Files
boost_unordered/doc/buckets.qbk
2006-04-30 15:00:11 +00:00

150 lines
6.0 KiB
Plaintext

[section:buckets The Data Structure]
The containers are made up of a number of 'buckets', each of which can contain
any number of elements. For example, the following
diagram shows an [classref boost::unordered_set unordered_set] with 7
buckets containing 5 elements, `A`, `B`, `C`, `D` and `E`
(this is just for illustrations, the containers have more buckets, even when
empty).
[$../diagrams/buckets.png]
In order to decide which bucket to place an element in, the container
applies `Hash` to the element (for maps it applies it to the element's `Key`
part). This gives a `std::size_t`. `std::size_t` has a much greater range of
values then the number of buckets, so that container applies another
transformation to that value to choose a bucket (in the case of
[classref boost::unordered_set] this is just the modulous of the number of
buckets).
If at a later date the container wants to find an element in the container
it just has to apply the same process to the element (or key for maps) to
discover which bucket to find it in. This means that you only have to look at
the elements within a bucket when searching, and if the hash function has
worked well an evenly distributed the elements among the buckets, this should
be a small number.
You can see in the diagram that `A` & `D` have been placed in the same bucket.
This means that when looking in this bucket, up to 2 comparison have to be
made, making searching slower. This is known as a collision. To keep things
fast we try to keep these to a minimum.
[table Methods for Accessing Buckets
[[Method] [Description]]
[
[``size_type bucket_count() const``]
[The number of buckets.]
]
[
[``size_type max_bucket_count() const``]
[An upper bound on the number of buckets.]
]
[
[``size_type bucket_size(size_type n) const``]

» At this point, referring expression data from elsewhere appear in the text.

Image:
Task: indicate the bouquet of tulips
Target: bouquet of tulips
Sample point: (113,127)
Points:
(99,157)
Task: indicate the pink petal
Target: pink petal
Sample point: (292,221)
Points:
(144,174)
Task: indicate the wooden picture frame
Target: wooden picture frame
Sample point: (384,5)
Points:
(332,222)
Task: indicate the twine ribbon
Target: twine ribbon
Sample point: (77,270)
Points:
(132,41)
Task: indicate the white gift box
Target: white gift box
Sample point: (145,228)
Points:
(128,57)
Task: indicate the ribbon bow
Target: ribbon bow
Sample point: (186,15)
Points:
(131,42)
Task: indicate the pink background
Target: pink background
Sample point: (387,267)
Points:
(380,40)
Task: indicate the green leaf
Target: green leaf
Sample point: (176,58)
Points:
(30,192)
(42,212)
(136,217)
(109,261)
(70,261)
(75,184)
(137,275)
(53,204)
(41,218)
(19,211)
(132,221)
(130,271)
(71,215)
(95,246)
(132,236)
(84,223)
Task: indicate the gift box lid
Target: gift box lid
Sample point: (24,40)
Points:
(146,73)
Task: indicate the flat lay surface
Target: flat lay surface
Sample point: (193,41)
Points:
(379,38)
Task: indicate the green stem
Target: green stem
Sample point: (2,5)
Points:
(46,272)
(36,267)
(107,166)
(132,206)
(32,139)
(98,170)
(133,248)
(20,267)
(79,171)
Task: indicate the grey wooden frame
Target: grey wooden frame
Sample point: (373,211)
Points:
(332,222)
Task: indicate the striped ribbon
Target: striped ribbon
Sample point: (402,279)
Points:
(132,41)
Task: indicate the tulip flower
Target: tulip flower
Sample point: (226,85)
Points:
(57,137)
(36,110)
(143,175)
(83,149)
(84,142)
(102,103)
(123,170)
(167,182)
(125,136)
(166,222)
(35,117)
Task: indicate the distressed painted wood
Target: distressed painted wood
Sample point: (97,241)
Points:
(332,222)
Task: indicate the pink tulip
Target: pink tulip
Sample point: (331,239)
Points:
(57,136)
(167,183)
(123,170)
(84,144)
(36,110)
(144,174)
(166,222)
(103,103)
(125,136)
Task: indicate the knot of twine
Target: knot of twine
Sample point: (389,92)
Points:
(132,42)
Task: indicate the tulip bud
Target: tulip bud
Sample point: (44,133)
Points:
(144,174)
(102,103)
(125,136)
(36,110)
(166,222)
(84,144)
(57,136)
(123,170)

[The number of elements in bucket `n`.]
]
[
[``
local_iterator begin(size_type n);
local_iterator end(size_type n);
const_local_iterator begin(size_type n) const;
const_local_iterator end(size_type n) const;
``]
[Return begin and end iterators for bucket `n`.]
]
]
[h2 Controlling the number of buckets]
As more elements are added to an unordered associative container, the number
of elements in the buckets will increase causing performance to get worse. To
combat this the containers increase the bucket count as elements are inserted.
The standard gives you two methods to influence the bucket count. First you can
specify the minimum number of buckets in the constructor, and later, by calling
`rehash`.
The other method is the `max_load_factor` member function. This lets you
/hint/ at the maximum load that the buckets should hold.
The 'load factor' is the average number of elements per bucket,
the container tries to keep this below the maximum load factor, which is
initially set to 1.0.
`max_load_factor` tells the container to change the maximum load factor,
using your supplied hint as a suggestion.
The draft standard doesn't actually require the container to pay much attention
to this value. The only time the load factor is required to be less than the
maximum is following a call to `rehash`.
It is not specified anywhere how other member functions affect the bucket count.
But most implementations will invalidate the iterators whenever they change
the bucket count - which is only allowed when an
`insert` causes the load factor to be more than or equal to the maximum.
But it is possible to implement the containers such that the iterators are
never invalidated.
(TODO: This might not be right. I'm not sure what is allowed for
std::unordered_set and std::unordered_map when insert is called with enough
elements to exceed the maximum, but the maximum isn't exceeded because
the elements are already in the container)
(TODO: Ah, I forgot about local iterators - rehashing must invalidate ranges
made up of local iterators, right?).
This all sounds quite gloomy, but it's not that bad. Most implementations
will probably respect the maximum load factor hint. This implementation
certainly does.
[table Methods for Controlling Bucket Size
[[Method] [Description]]
[
[``float load_factor() const``]
[The average number of elements per bucket.]
]
[
[``float max_load_factor() const``]
[Returns the current maximum load factor.]
]
[
[``float max_load_factor(float z)``]
[Changes the container's maximum load factor, using `z` as a hint.]
]
[
[``void rehash(size_type n)``]
[Changes the number of buckets so that there at least n buckets, and
so that the load factor is less than the maximum load factor.]
]
]
[h2 Rehash Techniques]
If the container has a load factor much smaller than the maximum, `rehash`
might decrease the number of buckets, reducing the memory usage. This isn't
guaranteed by the standard but this implementation will do it.
When inserting many elements, it is a good idea to first call `rehash` to
make sure you have enough buckets. This will get the expensive rehashing out
of the way and let you store iterators, safe in the knowledge that they
won't be invalidated. If you are inserting `n` elements into container `x`,
you could first call:
x.rehash((x.size() + n) / x.max_load_factor() + 1);
If you want to stop the table from ever rehashing due to an insert, you can
set the maximum load factor to infinity (or perhaps a load factor that it'll
never reach - say `x.max_size()`. As you can only give a 'hint' for the maximum
load factor, this isn't guaranteed to work. But again, it'll work in this
implementation. (TODO: If an unordered container with infinite load factor
is copied, bad things could happen. So maybe this advice should be removed. Or
maybe the implementation should cope with that).
If you do this and want to make the container rehash, `rehash` will still work.
But be careful that you only ever call it with a sufficient number of buckets
- otherwise it's very likely that the container will decrease the bucket
count to an overly small amount.
[endsect]